Dec 22, 1999
Lawrence Rowe - a batsman of class
LAWRENCE ROWE (CRICKET)
LAWRENCE George Rowe is not the greatest batsman produced by Jamaica. That distinction belongs to George Headley - no question about that.
There is, however, no challenge for the No. 2 spot. "Yagga" Rowe, the batsman who scored 2,047 runs, including seven centuries, in 30 Test matches at an average of 43.55 is next in line.
In the most spectacular debut in the history of Test cricket, Rowe not only joined the celebrated list of batsmen who started their careers with a century when he stroked 214 against New Zealand at Sabina Park in 1972, but by scoring 100 not out in the second innings he became, and remains, the only batsman to score two centuries in his first Test.
Two years later, after scoring 120 at Sabina Park in the second Test against England, Rowe scored a memorable, stroke-filled 302 in the third Test at Kensington Oval and followed that with a fighting 123 in the fifth Test at Queen's Park Oval.
The greatness of Rowe, however, was not so much the runs he scored, but the manner in which he scored them. He was a batsman of class, an artist second to none - including Headley.
Rowe was one of cricket's great naturals - a superb and classic batsman, sharp of eye, nimble of foot and precise in movement. His batting was full of elegant artistry and there were people, young and old alike, who believed one stroke from his bat was worth every penny of the entrance fee. In fact, there were some who were satisfied just to see Rowe walk to wicket, take his guard and get into his stance.
He was a class act, a batsman who made every stroke seem easy and who hooked, drove, swept and cut with such precision easy grace that even in the hottest of battles he appeared to be enjoying himself.

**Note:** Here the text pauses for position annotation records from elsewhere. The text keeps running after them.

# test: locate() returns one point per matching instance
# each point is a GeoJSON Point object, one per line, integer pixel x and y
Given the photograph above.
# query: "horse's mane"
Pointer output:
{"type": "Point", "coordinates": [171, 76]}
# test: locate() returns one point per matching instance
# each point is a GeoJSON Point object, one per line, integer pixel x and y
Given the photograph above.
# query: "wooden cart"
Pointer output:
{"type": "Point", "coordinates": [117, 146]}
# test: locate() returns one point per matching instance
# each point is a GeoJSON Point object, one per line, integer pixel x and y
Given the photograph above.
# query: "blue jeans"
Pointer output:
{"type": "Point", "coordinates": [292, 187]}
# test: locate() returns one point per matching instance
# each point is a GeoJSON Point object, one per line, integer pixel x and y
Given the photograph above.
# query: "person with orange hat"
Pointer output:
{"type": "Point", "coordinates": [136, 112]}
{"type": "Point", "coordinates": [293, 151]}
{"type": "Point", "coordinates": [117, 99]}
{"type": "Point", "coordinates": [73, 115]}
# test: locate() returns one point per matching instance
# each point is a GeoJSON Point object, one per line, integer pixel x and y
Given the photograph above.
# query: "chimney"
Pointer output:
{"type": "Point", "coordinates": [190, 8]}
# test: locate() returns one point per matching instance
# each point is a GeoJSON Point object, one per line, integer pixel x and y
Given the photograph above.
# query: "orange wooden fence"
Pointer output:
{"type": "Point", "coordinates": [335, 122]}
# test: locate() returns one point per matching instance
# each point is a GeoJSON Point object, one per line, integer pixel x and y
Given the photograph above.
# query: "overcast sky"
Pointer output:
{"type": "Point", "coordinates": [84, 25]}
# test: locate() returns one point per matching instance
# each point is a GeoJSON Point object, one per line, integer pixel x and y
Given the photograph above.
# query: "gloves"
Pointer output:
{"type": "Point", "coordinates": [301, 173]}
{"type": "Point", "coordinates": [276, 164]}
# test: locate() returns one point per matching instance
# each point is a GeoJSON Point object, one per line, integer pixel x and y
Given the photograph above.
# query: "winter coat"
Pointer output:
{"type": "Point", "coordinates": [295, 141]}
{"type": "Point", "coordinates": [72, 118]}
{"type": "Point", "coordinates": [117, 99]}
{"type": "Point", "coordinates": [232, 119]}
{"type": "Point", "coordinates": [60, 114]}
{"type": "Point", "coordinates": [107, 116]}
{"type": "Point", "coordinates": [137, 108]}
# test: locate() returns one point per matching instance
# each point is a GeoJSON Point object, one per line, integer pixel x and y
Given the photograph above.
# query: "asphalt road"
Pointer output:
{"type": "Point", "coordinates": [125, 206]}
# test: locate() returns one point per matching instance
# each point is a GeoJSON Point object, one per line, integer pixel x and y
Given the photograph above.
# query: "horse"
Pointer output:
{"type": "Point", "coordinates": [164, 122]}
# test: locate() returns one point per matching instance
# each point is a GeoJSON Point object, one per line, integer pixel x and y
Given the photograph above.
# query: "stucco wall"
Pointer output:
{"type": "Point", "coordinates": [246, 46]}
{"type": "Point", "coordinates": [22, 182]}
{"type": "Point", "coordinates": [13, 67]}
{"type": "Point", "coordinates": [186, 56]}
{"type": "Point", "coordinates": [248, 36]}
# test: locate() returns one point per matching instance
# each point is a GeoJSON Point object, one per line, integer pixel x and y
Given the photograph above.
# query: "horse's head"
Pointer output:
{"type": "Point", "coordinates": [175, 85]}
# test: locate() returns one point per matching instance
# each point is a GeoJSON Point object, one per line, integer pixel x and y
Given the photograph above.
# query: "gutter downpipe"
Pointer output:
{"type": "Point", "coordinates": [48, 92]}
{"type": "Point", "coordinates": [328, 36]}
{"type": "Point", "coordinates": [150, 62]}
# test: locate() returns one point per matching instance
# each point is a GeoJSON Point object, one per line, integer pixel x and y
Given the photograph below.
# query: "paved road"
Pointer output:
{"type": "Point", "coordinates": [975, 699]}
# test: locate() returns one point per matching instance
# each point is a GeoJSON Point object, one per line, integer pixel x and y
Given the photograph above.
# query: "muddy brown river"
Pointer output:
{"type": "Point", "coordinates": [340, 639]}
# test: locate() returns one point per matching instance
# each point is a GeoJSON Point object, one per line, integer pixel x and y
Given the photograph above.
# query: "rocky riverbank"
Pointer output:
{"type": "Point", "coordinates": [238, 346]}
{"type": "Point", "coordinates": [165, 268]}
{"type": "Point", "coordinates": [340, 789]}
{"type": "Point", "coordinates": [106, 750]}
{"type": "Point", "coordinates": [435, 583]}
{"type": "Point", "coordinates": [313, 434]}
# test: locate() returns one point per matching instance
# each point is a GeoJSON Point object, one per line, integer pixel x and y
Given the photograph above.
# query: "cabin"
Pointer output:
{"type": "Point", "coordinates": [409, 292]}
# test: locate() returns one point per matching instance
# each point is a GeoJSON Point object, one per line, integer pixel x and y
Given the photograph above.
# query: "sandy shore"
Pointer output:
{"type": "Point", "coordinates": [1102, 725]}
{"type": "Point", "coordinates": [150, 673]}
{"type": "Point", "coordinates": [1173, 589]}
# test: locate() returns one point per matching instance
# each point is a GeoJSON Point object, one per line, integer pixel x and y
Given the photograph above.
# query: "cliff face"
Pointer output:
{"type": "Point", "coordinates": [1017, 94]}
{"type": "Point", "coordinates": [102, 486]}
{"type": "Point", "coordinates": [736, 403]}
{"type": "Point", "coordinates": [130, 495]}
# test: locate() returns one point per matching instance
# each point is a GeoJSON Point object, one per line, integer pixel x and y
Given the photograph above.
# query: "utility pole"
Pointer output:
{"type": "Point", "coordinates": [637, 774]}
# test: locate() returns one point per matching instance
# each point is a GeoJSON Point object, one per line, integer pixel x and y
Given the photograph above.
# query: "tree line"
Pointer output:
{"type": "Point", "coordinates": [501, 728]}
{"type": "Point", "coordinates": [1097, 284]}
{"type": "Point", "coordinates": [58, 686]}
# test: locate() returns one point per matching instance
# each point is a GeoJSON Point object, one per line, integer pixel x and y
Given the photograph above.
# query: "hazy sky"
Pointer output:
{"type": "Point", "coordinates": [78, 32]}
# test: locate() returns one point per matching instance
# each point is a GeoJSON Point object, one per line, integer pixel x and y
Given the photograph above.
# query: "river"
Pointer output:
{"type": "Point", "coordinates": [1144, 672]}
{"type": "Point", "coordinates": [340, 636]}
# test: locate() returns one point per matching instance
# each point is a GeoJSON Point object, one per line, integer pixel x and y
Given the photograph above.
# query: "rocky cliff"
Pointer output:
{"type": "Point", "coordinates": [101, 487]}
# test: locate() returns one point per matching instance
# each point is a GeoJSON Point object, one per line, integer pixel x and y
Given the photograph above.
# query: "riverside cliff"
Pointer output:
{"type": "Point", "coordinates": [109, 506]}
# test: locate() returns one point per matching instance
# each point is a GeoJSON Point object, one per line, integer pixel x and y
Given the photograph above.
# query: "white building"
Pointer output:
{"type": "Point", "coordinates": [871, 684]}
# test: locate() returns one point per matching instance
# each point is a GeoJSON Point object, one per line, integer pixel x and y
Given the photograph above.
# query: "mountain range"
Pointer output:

Such was the strokeplay of the batsman once called Lawrence of Jamaica that there were times when fans left the arena after a big innings and did not remember his score. All they remembered, all they talked about for days were the strokes - the front-foot drive through extra-cover or left of point, the wristy stroke off the back foot as he whipped the ball through midwicket, the chip and drive wide of mid-on, the vicious hook and the delicate late cut.
Rowe, the man who whistled a tune while batting, especially when he was timing the ball perfectly, was more than a batsman who scored runs: he was a class batsman who batted as if he was born to bat.
These were the words of the late Sir Frank Worrell's father-in-law the night after Rowe's masterpiece at Kensington Oval: "When Rowe was born, the good Lord must have put his hand on his head and said, son, go thou and bat".
If the greatness of a batsman is judged on runs alone, Rowe is second to one Jamaican. If, however, it is assessed by skill and strokes, elegance and class, he is second to none.